Drip bag café venezolano

¿Cómo equilibran la experimentación con la necesidad de producir un café consistente y viable económicamente?

Estrategia de producción

Después de experimentar con distintos procesos y fermentaciones, la estrategia actual se centra en los cafés lavados finos. Este proceso ofrece mayor consistencia en taza, eficiencia operativa y una viabilidad económica más clara cuando se trabaja con volúmenes de producción más amplios.

¿Qué tanto influyen hoy los compradores internacionales en las decisiones que se toman en finca?

Mercado internacional y exportación

El mercado internacional influye directamente en las decisiones de venta. Los precios de referencia de la bolsa de Nueva York afectan el momento en que los productores deciden comercializar su café. En el contexto actual, muchos tenedores están reteniendo inventario a la espera de mejores precios.

Al mismo tiempo, existe preocupación por la imagen del café venezolano en el exterior. Algunos exportadores han incumplido estándares de calidad o tiempos de entrega, lo que afecta la percepción del origen. Por ello, los productores insisten en la necesidad de mantener consistencia y profesionalismo para no perjudicar la reputación del país.

Mirando a cinco años, ¿cómo imaginan el estado del café venezolano si se mantienen —o cambian— las condiciones actuales?

Perspectivas a cinco años

Los productores observan señales de crecimiento, especialmente tras la liberación de precios y el fin del monopolio estatal en la comercialización. En regiones como los Andes y Lara se percibe un proceso que muchos describen como una nueva etapa de desarrollo para el sector.

Según los voceros de Agua Fría Coffee y de la Asociación Triángulo de Mocotíes, la producción de café en Venezuela podría duplicarse en los próximos años, impulsada por la inversión en nuevas plántulas y la expansión de áreas cultivadas.

Saber más sobre el café de especialidad

Preguntas rápidas

¿Qué es el café venezolano?

El café venezolano es el café cultivado en regiones montañosas de Venezuela como Mérida, Táchira, Lara o Trujillo, zonas con altitud y clima adecuados para producir cafés arábica con perfiles dulces y equilibrados.

¿Por qué el café venezolano fue importante en el mercado mundial?

Durante el siglo XIX, el café venezolano se convirtió en uno de los principales productos de exportación del país y tuvo gran presencia en mercados europeos y norteamericanos.

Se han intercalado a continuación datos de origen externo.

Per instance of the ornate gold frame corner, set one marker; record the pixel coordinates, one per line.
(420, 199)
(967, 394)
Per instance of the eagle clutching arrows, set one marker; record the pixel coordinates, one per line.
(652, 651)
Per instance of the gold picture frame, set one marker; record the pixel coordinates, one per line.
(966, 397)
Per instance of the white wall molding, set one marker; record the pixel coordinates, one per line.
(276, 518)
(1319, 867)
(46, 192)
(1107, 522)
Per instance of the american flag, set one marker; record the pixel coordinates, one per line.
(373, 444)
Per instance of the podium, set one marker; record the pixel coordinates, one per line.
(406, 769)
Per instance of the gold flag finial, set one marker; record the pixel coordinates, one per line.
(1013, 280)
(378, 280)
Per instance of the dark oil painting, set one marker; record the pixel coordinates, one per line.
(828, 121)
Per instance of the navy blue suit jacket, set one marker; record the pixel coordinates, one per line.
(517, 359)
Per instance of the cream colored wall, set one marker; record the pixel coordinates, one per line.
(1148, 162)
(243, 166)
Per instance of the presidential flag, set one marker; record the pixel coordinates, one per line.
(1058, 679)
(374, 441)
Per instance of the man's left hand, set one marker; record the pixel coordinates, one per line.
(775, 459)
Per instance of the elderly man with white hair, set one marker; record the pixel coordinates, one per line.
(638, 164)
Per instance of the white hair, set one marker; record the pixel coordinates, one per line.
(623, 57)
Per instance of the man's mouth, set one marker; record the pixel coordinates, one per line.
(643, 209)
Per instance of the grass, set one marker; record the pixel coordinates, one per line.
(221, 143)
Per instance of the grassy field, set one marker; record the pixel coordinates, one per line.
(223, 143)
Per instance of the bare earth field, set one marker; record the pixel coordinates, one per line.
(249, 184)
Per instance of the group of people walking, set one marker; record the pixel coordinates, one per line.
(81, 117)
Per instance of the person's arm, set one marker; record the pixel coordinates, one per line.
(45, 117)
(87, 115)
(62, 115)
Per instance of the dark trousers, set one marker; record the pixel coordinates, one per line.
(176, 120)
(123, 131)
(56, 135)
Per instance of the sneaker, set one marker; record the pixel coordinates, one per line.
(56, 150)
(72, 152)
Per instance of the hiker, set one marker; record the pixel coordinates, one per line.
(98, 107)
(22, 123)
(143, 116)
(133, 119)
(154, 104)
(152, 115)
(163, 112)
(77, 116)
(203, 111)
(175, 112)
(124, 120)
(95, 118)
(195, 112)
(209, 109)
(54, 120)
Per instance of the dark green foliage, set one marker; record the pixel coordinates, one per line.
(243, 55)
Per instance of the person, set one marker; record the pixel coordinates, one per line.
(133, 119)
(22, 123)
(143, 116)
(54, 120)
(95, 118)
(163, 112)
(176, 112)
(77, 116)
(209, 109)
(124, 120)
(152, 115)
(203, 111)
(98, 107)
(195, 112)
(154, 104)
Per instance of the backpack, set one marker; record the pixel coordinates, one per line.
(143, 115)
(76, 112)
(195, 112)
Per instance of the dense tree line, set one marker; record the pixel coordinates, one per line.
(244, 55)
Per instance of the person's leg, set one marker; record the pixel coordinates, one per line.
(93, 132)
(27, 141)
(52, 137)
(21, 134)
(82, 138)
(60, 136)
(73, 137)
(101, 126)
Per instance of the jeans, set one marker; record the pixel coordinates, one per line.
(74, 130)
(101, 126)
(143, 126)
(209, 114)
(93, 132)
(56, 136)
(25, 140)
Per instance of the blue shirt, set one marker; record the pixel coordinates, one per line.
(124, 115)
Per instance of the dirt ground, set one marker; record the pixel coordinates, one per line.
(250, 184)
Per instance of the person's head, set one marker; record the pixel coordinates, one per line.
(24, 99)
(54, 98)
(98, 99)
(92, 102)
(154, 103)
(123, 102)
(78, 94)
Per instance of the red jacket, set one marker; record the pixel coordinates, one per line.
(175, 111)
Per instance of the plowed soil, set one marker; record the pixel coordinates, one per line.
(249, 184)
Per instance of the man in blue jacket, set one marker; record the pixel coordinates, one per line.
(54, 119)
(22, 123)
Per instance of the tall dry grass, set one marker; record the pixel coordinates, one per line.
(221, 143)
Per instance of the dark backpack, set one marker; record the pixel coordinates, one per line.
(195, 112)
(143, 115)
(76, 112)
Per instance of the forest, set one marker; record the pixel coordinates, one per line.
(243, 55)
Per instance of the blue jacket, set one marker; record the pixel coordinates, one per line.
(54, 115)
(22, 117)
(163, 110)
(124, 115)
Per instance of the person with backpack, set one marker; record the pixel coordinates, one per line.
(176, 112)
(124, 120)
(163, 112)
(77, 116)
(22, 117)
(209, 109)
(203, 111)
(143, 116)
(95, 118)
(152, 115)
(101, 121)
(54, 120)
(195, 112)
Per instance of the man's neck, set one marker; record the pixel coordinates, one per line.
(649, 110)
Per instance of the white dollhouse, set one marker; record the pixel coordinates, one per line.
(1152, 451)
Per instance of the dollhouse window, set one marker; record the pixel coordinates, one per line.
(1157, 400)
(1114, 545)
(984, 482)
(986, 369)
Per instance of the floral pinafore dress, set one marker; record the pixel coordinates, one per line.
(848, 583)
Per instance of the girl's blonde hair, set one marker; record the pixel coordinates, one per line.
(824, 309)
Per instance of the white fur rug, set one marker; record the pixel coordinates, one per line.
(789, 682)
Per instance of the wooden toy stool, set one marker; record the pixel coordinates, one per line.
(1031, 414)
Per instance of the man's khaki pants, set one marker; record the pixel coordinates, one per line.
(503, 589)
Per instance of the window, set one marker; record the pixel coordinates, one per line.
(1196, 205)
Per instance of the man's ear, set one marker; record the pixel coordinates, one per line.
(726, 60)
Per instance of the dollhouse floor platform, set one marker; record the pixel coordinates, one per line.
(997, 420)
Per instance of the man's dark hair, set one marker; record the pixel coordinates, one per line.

¿Dónde se produce el café venezolano?

El café venezolano se cultiva principalmente en la Cordillera de los Andes y en regiones como Mérida, Táchira, Trujillo, Lara y Portuguesa, zonas con altitudes ideales para café arábica de calidad.

¿Qué características tiene el café venezolano?

El café venezolano suele presentar perfiles equilibrados, con buena acidez, dulzor natural y notas que pueden recordar al chocolate, frutos secos o caramelo, según la región y el proceso.

¿El café venezolano puede competir en el mercado de especialidad?

Sí. El café venezolano tiene condiciones geográficas y climáticas que permiten producir cafés de especialidad. Productores y tostadores trabajan actualmente para recuperar su presencia en el mercado internacional.